Being the interlocutor with the teachers, Crespo understands that “yesterday he should have sent a communication to the educational centers informing them of the latest news and health forecasts”. The fears fall on the second dose. “We know that it is at 10 or 12 weeks,” Gallardo stresses, who understands that, although there is a reasonable time to complete the vaccination schedule, this news produces a new situation of uncertainty. For his part, Couce said that it would be necessary to reach an agreement to “supply other authorized vaccines” to this group.
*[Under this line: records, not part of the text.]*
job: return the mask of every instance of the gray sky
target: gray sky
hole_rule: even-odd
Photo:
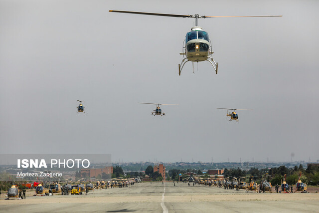
[[[319,159],[319,1],[0,0],[1,153],[113,161]],[[208,62],[180,76],[187,18],[109,9],[282,17],[199,20]],[[76,113],[77,99],[85,114]],[[163,106],[166,116],[151,115]],[[238,111],[228,121],[217,107]]]

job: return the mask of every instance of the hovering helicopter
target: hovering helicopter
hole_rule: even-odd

The suspension of the vaccine has generated a lot of excitement among the population despite the fact that to date there is no scientific evidence that indicates that there is a causal relationship between receiving the vaccine and suffering a thrombosis. Throughout Europe, 30 cases of thrombi of different types have been diagnosed, of which three have occurred in Spain. This number, which a priori might seem high, loses strength when compared to the 17 million people who have been vaccinated with this product throughout Europe. If, moreover, only reference is made to the type of thrombotic event that has caused the Ministry of Health to decide to suspend its administration as a precautionary measure – a cerebral venous sinus thrombosis – the figure is reduced to eleven.
No scientific evidence
“These cases have been found in a similar proportion to what would occur in the absence of vaccines,” said García Rojas, who explained that this means “that there will be one case for every million doses.” The head of epidemiology openly criticizes the communication policy that the European Union has followed when dealing with this situation. “The European Medicines Agency (EMA) has taken a long time to resolve whether these 30 cases have a causal relationship or chance,” said the expert, indicating that all this “has done terrible damage to vaccination.” “People are not understanding what is happening,” he lamented. While waiting for the scientific report to determine whether this vaccine could generate these adverse events by itself, the EMA defended that, for the moment, “no causal links” are seen. EMA Executive Director Emer Cooke admitted that there is “concern that there is an effect on confidence in vaccines” after the suspension of the use of AstraZeneca by several countries of the European Union as a precaution pending the results. Of the investigation. In any case, Cooke assured that she remains “firmly convinced” that its benefits against covid-19 outweigh its risks.